Google Alphabet stock

Alphabet Stock Price Forecast: Earnings in Focus and What It Means For Tech Stocks

Summary:
  • Alphabet stock is up by more than 7% year-to-date, and its earnings report could either extend the upside or trigger e reversal
  • Many analysts are predicting increased capex rising up to $130 billion, but investors will also weigh revenue and margins
  • Earnings numbers will not only impact Alphabet stock, but also the broader tech industry stocks

Alphabet stock (NASDAQ: GOOG) has been on a steady climb in early 2026, up over 7% year-to-date, closing at $339.71 on February 3. This follows a strong 2025, where the stock jumped 66%, fueled by substantial developments in AI and growth in cloud services. Investors are waiting for the release of the company’s fourth-quarter 2025 earnings after the market closes today, February 4, which could send the stock up or make it volatile.

Expected Earnings Impact on Stock Price

The word from Yahoo Finance is that analysts predict $111.4 billion in revenue for the quarter, a 15% jump from last year, driven by Google Cloud’s 36% growth and strong ad sales. Earnings per share are expected to be $2.62, up 22% from the previous year.

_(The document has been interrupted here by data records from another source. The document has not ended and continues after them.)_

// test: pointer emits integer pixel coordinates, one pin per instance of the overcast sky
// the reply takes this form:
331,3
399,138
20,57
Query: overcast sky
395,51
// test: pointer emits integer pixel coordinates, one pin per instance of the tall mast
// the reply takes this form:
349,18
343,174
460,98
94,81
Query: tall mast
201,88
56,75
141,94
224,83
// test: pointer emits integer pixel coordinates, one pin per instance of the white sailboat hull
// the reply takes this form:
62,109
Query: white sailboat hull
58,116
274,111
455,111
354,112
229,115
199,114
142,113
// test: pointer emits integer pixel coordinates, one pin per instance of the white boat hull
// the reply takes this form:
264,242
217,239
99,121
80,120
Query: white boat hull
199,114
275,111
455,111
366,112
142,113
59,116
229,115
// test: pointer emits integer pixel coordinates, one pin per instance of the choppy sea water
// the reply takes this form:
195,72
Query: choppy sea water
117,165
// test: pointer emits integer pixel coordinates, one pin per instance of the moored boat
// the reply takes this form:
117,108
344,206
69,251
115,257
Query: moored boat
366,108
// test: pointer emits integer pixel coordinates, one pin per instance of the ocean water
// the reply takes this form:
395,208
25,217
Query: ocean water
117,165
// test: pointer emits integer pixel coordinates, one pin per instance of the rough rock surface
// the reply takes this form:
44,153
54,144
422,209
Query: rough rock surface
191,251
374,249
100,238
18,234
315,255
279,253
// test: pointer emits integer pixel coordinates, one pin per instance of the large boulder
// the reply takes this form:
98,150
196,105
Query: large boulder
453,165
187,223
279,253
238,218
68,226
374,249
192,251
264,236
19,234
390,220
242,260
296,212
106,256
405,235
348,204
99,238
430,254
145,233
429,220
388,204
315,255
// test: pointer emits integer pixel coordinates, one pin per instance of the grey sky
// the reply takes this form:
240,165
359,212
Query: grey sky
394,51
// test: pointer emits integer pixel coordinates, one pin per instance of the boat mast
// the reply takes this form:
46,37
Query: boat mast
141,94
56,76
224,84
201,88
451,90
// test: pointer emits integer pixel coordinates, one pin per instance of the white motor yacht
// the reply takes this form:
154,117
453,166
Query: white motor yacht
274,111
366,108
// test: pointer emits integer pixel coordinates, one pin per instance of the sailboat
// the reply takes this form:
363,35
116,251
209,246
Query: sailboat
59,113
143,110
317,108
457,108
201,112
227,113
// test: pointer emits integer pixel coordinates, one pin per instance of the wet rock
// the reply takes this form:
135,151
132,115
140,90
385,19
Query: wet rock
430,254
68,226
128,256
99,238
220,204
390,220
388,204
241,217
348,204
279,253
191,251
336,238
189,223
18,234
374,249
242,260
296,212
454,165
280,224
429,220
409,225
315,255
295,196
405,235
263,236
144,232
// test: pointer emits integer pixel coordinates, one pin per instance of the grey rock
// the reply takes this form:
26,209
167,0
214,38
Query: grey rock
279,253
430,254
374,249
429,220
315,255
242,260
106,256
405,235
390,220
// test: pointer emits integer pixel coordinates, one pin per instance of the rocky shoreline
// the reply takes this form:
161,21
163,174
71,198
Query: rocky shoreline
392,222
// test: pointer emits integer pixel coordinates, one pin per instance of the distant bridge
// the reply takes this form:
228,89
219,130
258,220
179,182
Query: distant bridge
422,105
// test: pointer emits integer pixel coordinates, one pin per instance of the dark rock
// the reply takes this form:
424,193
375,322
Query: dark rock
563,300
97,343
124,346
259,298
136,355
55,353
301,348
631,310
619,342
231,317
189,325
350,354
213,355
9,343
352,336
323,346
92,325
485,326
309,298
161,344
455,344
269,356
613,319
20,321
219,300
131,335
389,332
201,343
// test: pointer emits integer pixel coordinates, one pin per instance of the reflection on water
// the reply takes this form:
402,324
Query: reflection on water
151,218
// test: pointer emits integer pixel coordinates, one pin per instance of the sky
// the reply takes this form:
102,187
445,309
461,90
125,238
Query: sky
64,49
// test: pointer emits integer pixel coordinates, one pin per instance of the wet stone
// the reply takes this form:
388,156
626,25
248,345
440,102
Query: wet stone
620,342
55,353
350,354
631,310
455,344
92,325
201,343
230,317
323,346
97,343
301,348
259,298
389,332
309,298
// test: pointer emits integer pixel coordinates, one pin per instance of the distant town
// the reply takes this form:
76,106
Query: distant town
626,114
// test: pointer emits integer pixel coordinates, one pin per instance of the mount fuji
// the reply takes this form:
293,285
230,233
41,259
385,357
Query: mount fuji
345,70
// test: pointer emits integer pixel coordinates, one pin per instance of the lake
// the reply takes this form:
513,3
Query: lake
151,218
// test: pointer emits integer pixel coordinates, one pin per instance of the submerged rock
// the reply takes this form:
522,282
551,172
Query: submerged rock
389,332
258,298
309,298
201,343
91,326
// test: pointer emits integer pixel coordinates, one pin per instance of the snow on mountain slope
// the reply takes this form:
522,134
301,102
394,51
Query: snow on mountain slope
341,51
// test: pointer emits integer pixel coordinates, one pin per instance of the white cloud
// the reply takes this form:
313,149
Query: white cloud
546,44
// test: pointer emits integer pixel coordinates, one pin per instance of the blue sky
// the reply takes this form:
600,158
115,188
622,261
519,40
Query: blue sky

If Alphabet exceeds these numbers, mainly in AI areas like Gemini, the stock could reach new record levels.

What Alphabet’s Earnings Mean For the Broader Tech Industry

Alphabet doesn’t trade in a vacuum. As one of the largest companies in the world, a big rise in Google Cloud revenue could lead to a rally in other AI infrastructure stocks. A good report, showing AI making money and cloud deals with companies like Meta and Apple, could help other companies like Amazon and Nvidia, even after recent AI stock sales.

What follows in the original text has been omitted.